A Trump administration official has ordered the US Geological Survey to stop doing assessments of how bad climate change will be by the end of the century, and instead they are now only allowed to use computer models to show how bad things might be in the next 20 years. This will allow the government to enact more climate-killing policies, as the worst effects of climate change won’t occur until the back half of this century. Ring of Fire’s Farron Cousins explains what’s happening.
Transcript:
*This transcript was generated by a third-party transcription software company, so please excuse any typos.
James Riley, the director of the US Geological Survey member of the Trump administration has issued a new rule for the USGS. He says that from this point forward you are not going to include in any reports which is going to include the uh, next national climate assessment coming out in 2021 or 2022. You’re not going to include any of the bad things that are going to happen from climate change beyond the year 2014. You can no longer as previous climate assessments have done his previous government studies have done. Look at the effects of climate change towards the back half of the 21st century. You know, when things are really supposed to be off the rails because we haven’t done anything about it. But instead Mr. Riley here is saying, nope, you can’t look beyond 2040. That’s it. You can use computer models to see how bad things could be by 2040.
And that’s as far as you can go. So 20 years into the future. That’s it. That’s as far as you can look. Okay, well that’s going to discount a lot of things. Like the fact that the city of Miami, Florida could be underwater by the end of this century. It’s not going to be underwater by 2040 at least not the entire thing. Parts of it already our during the king tides, so that won’t be taken into account when the government makes its decisions about what to drill, how much to drill, where to put new sea walls or things like that.

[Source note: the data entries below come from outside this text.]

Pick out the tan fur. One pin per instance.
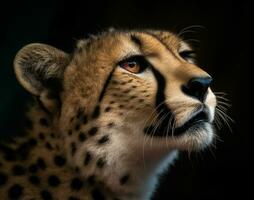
(127, 107)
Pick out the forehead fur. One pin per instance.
(96, 57)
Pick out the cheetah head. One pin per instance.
(122, 99)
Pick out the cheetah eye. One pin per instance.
(134, 64)
(188, 55)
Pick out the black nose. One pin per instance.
(197, 87)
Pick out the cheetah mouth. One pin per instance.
(196, 121)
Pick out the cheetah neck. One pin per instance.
(125, 176)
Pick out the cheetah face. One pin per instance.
(145, 85)
(157, 88)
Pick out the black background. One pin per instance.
(224, 50)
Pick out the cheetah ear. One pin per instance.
(40, 68)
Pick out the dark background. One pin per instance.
(224, 49)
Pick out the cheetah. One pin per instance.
(106, 119)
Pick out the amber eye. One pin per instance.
(134, 64)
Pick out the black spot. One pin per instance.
(100, 163)
(97, 195)
(88, 158)
(79, 113)
(71, 119)
(111, 124)
(53, 181)
(3, 178)
(107, 109)
(34, 180)
(44, 122)
(33, 168)
(41, 136)
(32, 142)
(103, 139)
(124, 179)
(82, 137)
(91, 179)
(96, 112)
(73, 148)
(15, 191)
(73, 198)
(114, 82)
(28, 124)
(106, 85)
(84, 119)
(126, 91)
(77, 127)
(18, 170)
(77, 169)
(45, 195)
(93, 131)
(41, 164)
(70, 132)
(59, 160)
(48, 146)
(76, 184)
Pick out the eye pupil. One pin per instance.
(134, 64)
(131, 64)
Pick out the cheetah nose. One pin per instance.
(197, 87)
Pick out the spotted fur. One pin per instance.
(98, 131)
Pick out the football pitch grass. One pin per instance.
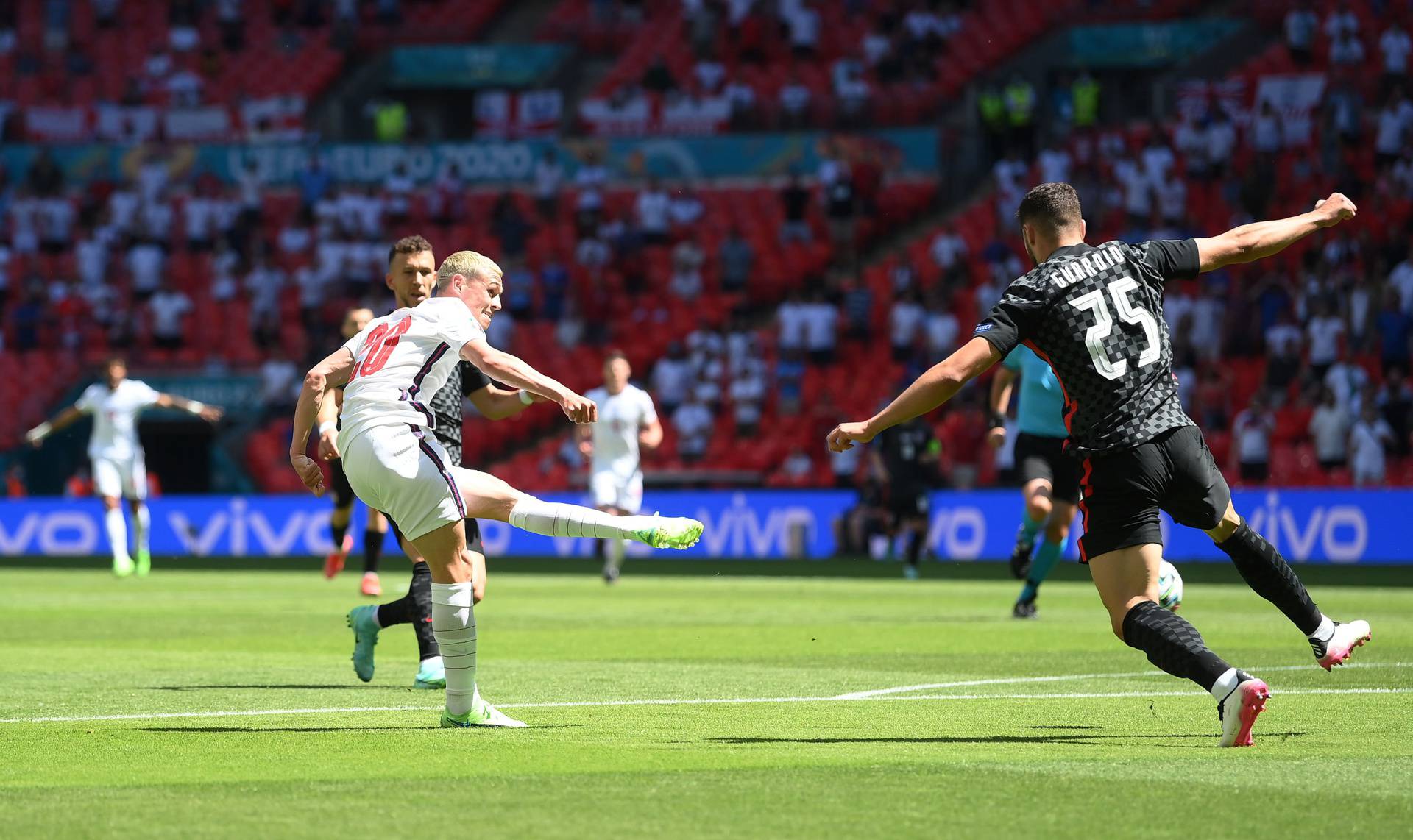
(224, 705)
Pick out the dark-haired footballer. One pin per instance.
(1095, 314)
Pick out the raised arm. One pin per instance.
(333, 371)
(512, 370)
(935, 387)
(1262, 239)
(207, 413)
(65, 419)
(1001, 387)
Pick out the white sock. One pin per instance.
(614, 554)
(1225, 685)
(143, 527)
(116, 533)
(554, 519)
(454, 627)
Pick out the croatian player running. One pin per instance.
(119, 469)
(411, 274)
(344, 499)
(1095, 315)
(394, 466)
(1049, 476)
(628, 422)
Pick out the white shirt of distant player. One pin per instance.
(115, 417)
(392, 382)
(615, 434)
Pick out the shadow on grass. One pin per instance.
(1058, 738)
(290, 686)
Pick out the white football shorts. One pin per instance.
(121, 477)
(407, 474)
(611, 489)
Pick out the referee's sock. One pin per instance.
(454, 622)
(1046, 558)
(372, 549)
(1172, 644)
(1271, 577)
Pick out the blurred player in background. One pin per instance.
(628, 422)
(1095, 314)
(376, 528)
(906, 462)
(119, 469)
(1049, 477)
(394, 466)
(411, 274)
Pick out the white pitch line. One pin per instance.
(700, 702)
(869, 695)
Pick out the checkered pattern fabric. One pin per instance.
(1095, 314)
(445, 405)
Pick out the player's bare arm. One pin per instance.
(651, 437)
(1262, 239)
(328, 424)
(513, 370)
(500, 402)
(207, 413)
(333, 371)
(1001, 387)
(65, 419)
(935, 387)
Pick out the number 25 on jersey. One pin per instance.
(1094, 302)
(378, 346)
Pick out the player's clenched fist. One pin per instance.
(580, 410)
(846, 435)
(310, 473)
(1337, 208)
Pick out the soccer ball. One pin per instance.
(1169, 586)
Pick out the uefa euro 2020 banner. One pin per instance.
(1307, 525)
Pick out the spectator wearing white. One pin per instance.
(167, 310)
(146, 263)
(1368, 438)
(548, 179)
(904, 322)
(949, 249)
(795, 101)
(687, 270)
(671, 377)
(1330, 431)
(1253, 430)
(821, 324)
(1323, 333)
(651, 210)
(693, 422)
(1300, 35)
(1347, 51)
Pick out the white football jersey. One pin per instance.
(400, 362)
(615, 434)
(115, 417)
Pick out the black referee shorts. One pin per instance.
(1125, 490)
(342, 491)
(472, 534)
(1044, 458)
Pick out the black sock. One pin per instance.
(915, 548)
(338, 533)
(1172, 644)
(372, 549)
(1271, 577)
(422, 617)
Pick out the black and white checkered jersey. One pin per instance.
(465, 380)
(1095, 314)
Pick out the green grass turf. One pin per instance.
(79, 644)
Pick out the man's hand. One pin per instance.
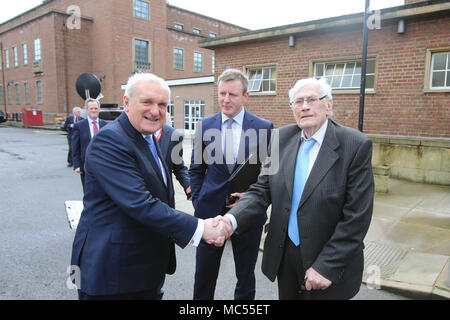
(315, 281)
(217, 231)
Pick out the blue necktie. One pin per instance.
(152, 147)
(301, 173)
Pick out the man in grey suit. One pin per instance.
(322, 201)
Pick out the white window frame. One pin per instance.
(139, 9)
(349, 64)
(258, 75)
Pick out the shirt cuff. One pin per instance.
(233, 221)
(198, 233)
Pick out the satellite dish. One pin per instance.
(88, 86)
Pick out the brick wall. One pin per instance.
(399, 105)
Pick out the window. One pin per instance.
(37, 49)
(198, 62)
(16, 57)
(25, 54)
(193, 112)
(346, 74)
(6, 59)
(8, 93)
(141, 56)
(39, 92)
(170, 112)
(178, 59)
(262, 79)
(27, 93)
(440, 70)
(17, 93)
(142, 9)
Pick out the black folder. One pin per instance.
(245, 174)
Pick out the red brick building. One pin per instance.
(408, 70)
(45, 49)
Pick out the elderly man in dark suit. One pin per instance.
(68, 126)
(236, 134)
(124, 243)
(170, 143)
(322, 201)
(82, 133)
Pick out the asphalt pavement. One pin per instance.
(36, 239)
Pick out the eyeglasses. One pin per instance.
(309, 101)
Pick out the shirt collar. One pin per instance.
(239, 118)
(319, 135)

That won’t even be a factor anymore. Basically, and I’m only using Miami as an example. There are hundreds of others that I could pick from, but here’s the thing. This is why this decision matters so much. These assessments that do look 80 years into the future, a hundred years into the future are important because it tells us which projects we need to work on or which policies we need to abandon because it’s going to make it so much worse by taking those away, by taking those years away and only saying you can look 20 years in the future.
Yes, suddenly things aren’t going to look so bad and you’re going to be able to go out there and say, well, listen, our own assessment says that this area is going to be fine. Yeah. Maybe by 2040 it will still be fine. You won’t even be able to notice the difference in the weather, but by 2060 year city won’t exist anymore because you’re going to be underwater, but that still shouldn’t stop us from being able to do all these new fossil fuel projects from neglecting to build you a big sea wall to keep out these rising tides every week. Sorry, not going to happen because we’ve changed the rules so that we don’t have to acknowledge that we’re destroying the planet. That’s what’s happening here. That’s what this is about. They don’t want us to know. They don’t want to know because they don’t want to have to plan for it.
They have an agenda as it is right now. Mr. Riley himself actually used to be an oil geologists working for the fossil fuel industry. So of course his decision here is repaying the people who made his entire career. The rest of us are the ones who get to suffer for that and suffer. We will. This is not a problem we can continue to ignore and the most devastating part about all of this is that all we had to do was take action. We still have time to take action and we can fix it. Hundred percent fixable problem, but we’re not doing anything about it. In fact, things are actually getting worse. Emissions are going up a fine particulate matter in the atmosphere and in our air is going up. We’re actually making things worse. So six months ago when they told us we had 12 months to take action to prevent some of the worst effects from becoming permanent, we’re now at about 11 and a half months.
But if you factor in how much emissions have increased in that time, proudly a little, little less than 11 and a half years. I think I just said months. It’s 11 and a half years now. Yeah. But we probably don’t even have that. And if this administration gets another four years in office in 2020 yeah, we’re pretty much gonna go ahead and run out those 11 and a half years or 10 years, whatever it is by that time in a matter of four years, because these are the kinds of ass backwards policies they continue to put in place.